= State Secrets Protection Act =

The State Secrets Protection Act, , ("SSPA") was a bill first proposed in the U.S. Senate during the 110th Congress by Senators Kennedy, Leahy, and Specter on January 22, 2008.

The SSPA legislation was initially proposed in the 110th Congress in response to the government's assertions of the State Secrets Privilege in cases challenging the constitutionality of several of the Bush administration's national security programs, including the warrantless wiretapping, rendition and interrogation programs.

== History ==
Similar legislation was also introduced in the House, , during the 110th Congress. Senator Kennedy put out a press release explaining the rationale behind introducing the SSPA. Hearings were held before the Senate Judiciary Committee on February 13, 2008. On Thursday, April 24, the committee approved the proposed legislation, voting 11–8 to send the bill to the full Senate for consideration.

=== Re-introduction ===
Leading members of the Senate Judiciary Committee of the 111th Congress have joined to re-introduce the State Secrets Protection Act, , ("SSPA"), a bill that provides guidance to federal courts considering cases in which the government has asserted the State Secrets Privilege. Senate Judiciary Committee Chairman Patrick Leahy (D-Vt.), Ranking Member Arlen Specter (R-Pa.), and Committee Member Russ Feingold (D-Wis.) joined with former Committee Chairman and Member Edward Kennedy (D-Ma.) to introduce the bill on Wednesday, February 11, 2009. Similar legislation, , was also introduced in the House on the same day.

== Reception ==
In a March 31, 2008 letter to Senator Leahy, Attorney General Michael B. Mukasey expressed strong Bush Administration opposition to the legislation, saying in his letter that the bill "would needlessly and improperly interfere with the appropriate constitutional role of both the Judicial and Executive branches in state secrets cases; would alter decades of settled case law; and would likely result in the harmful disclosure of national security information that would not be disclosed under current doctrine."

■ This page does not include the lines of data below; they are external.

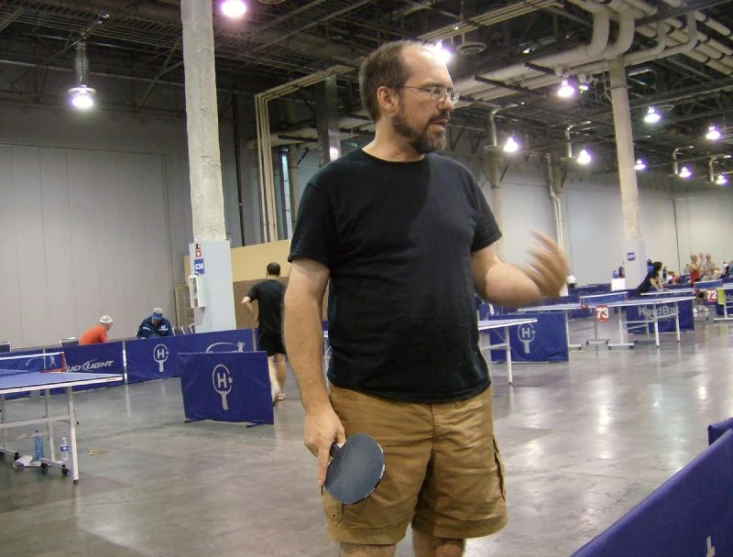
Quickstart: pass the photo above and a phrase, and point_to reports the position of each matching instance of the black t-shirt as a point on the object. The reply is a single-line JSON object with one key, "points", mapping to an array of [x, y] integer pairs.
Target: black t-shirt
{"points": [[646, 284], [397, 238], [269, 294]]}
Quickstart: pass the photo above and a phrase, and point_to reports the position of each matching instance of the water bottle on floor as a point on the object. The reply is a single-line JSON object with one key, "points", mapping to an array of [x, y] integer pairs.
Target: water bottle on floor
{"points": [[64, 450], [37, 446]]}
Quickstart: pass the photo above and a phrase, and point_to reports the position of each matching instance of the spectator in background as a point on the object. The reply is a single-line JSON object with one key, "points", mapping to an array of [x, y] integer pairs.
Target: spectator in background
{"points": [[155, 326], [652, 281], [268, 317], [98, 333], [695, 273]]}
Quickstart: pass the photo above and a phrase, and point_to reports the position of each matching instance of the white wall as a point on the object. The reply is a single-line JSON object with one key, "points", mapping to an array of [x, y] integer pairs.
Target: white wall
{"points": [[95, 209], [84, 234], [705, 224]]}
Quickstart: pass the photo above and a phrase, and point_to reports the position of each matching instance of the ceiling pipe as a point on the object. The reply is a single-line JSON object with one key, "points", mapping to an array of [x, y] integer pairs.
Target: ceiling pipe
{"points": [[597, 45], [636, 58], [708, 47], [493, 136]]}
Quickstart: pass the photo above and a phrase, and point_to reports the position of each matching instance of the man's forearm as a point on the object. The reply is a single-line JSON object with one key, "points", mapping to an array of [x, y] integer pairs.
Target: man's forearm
{"points": [[507, 285], [303, 334]]}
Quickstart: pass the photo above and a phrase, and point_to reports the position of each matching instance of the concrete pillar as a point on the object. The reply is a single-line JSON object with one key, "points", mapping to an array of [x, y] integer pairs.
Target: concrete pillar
{"points": [[327, 120], [210, 251], [494, 167], [634, 255], [495, 181], [294, 183]]}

Numerous scholars and non-governmental organizations (including the American Civil Liberties Union, the American Bar Association, the Constitution Project, and the Brennan Center for Justice) issued responses to the Attorney General's letter refuting his criticisms of the bill. These scholars and organizations noted that current laws surrounding State Secrets allow much room for abuse, and claimed that taking a new approach would not jeopardize security in any manner because each case would be left to the discretion of US courts (who have acted in good faith with regard to national security in the past).